When I started college I was so excited to start – to start taking classes that would pertain to my major, to start looking for (and hopefully getting) and internship, to start studying abroad. I wanted to do it all, and I did not want to wait.
If we are being honest with ourselves, we have all experienced a time when we were so excited to do something, to try something, to be something, that we could not stop thinking about, but we didn’t start because we were “waiting for the right time”, and 5 years later we have clung to the excuse that it is still not “the right time”.
But that’s exactly what it is. An excuse. Yes, it’s scary. Yes, it may end horribly. You may feel like you are unqualified or unprepared, or you keep saying that you are scared about what you’re getting yourself into, but even the most prepared people can never fully be sure of what they are getting into.

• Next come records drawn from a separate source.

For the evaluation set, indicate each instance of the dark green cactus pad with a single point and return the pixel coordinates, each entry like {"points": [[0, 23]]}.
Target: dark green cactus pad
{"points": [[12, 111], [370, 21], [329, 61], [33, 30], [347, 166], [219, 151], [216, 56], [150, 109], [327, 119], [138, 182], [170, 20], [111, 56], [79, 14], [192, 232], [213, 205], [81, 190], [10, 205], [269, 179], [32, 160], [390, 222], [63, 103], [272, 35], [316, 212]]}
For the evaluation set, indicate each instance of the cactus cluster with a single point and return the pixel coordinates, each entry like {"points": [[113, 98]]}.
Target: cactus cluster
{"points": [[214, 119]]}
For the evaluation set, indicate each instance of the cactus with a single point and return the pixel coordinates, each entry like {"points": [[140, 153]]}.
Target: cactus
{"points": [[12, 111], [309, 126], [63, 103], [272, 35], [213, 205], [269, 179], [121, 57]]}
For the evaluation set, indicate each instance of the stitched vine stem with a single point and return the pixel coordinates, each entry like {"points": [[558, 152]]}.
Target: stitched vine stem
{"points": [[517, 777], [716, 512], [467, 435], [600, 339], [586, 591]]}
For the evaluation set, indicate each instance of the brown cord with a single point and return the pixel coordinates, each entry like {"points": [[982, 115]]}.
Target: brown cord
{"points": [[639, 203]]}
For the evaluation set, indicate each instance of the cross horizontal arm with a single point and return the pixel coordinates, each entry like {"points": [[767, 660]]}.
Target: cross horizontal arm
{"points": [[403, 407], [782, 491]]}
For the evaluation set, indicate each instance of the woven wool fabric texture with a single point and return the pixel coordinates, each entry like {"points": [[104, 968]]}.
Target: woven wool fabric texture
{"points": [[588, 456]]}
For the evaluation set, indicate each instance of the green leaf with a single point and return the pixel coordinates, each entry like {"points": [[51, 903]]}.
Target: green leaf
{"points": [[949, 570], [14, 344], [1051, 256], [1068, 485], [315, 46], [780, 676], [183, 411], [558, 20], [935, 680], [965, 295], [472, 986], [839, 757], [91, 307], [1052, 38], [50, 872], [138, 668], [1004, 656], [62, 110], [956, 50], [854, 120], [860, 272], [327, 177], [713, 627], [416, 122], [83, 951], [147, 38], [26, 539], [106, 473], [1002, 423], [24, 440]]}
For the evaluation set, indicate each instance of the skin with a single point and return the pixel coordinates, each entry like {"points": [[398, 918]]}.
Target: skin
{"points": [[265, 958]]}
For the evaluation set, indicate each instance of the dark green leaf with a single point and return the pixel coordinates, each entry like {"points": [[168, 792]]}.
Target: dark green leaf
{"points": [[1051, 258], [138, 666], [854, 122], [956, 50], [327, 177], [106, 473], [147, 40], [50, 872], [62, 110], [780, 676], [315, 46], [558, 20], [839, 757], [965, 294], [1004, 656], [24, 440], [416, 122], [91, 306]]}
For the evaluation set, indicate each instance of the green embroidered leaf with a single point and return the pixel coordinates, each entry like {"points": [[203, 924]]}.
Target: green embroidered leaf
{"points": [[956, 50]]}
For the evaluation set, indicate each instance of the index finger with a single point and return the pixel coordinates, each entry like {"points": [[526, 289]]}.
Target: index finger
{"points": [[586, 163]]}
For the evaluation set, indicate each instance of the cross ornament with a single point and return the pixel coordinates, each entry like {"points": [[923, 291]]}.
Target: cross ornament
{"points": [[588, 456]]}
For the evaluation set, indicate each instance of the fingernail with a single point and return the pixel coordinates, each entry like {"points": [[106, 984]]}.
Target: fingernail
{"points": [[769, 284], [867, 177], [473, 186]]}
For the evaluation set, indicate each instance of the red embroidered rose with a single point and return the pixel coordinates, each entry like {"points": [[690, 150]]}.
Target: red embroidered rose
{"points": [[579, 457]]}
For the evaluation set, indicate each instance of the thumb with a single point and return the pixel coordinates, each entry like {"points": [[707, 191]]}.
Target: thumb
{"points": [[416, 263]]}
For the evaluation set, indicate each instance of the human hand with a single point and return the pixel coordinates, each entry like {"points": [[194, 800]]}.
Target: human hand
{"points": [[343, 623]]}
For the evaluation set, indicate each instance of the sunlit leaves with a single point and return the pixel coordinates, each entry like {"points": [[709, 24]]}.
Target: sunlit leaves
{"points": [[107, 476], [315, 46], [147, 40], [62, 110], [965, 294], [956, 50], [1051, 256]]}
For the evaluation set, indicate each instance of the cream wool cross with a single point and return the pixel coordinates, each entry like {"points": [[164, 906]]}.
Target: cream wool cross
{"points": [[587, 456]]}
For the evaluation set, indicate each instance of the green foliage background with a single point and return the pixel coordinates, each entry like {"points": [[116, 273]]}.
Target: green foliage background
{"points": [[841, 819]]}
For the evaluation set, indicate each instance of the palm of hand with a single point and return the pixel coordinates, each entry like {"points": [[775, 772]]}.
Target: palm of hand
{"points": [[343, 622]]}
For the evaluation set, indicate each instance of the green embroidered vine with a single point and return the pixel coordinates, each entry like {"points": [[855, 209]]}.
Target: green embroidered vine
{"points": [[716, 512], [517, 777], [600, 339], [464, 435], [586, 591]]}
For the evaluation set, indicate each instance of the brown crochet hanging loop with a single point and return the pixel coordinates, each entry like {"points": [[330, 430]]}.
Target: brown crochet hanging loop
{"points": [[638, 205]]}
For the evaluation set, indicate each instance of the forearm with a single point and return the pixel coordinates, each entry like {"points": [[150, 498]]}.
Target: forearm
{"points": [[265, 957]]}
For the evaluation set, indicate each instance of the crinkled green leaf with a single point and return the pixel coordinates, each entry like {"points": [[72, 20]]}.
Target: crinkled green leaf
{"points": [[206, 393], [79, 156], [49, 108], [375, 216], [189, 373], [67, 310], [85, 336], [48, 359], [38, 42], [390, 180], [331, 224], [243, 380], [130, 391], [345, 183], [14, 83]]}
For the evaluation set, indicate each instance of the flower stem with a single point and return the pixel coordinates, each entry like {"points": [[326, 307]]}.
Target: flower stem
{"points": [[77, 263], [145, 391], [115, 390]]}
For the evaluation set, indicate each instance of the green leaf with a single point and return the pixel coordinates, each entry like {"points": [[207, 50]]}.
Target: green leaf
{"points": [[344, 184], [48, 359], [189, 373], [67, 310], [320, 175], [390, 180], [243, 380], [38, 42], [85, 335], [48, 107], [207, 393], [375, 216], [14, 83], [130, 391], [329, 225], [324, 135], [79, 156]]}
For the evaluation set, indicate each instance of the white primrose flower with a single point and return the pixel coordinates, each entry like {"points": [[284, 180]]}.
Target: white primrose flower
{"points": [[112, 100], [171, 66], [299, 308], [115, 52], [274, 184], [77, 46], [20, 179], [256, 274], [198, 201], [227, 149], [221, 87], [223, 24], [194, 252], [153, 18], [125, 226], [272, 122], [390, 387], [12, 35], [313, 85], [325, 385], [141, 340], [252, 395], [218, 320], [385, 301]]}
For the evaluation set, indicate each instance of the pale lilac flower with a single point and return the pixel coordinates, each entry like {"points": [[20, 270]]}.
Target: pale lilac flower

In my opinion, those that take risks are those that are most happy. I am tired of the phrase, “wait for the right time,” because there is no such thing as the right time. What you have right now is enough. I read an article the other day that said, “progress begins at the end of your comfort zone”, and that phrase has stuck with me since.
I am now a month away from being done with my freshman year of college and because I didn’t “wait for the right time,” I have been able to accomplish so much.
In a month not only will I have completed my first year at an awesome university, but I will also have completed my first internship and my first semester of being a writer for a social media platform that in one month added more than 1 million new readers every week.
Because I didn’t “wait for the right time” I can now say that I applied, was accepted to, and will be travelling to London this summer to study abroad. I finally created the blog I have always wanted to, and I am in the process of finally learning how to code.
I am saying this to hopefully motivate both the younger and older generations to stop waiting and just start. If 18-year-old me can start then you can too.
Every person that you have met has at some point been afraid of starting and failing. The difference is that some people surpassed their fears and gave in to their determinations and aspirations – those are the people that you hear stories about and applaud.
The “right time” will never come, so stop waiting and start.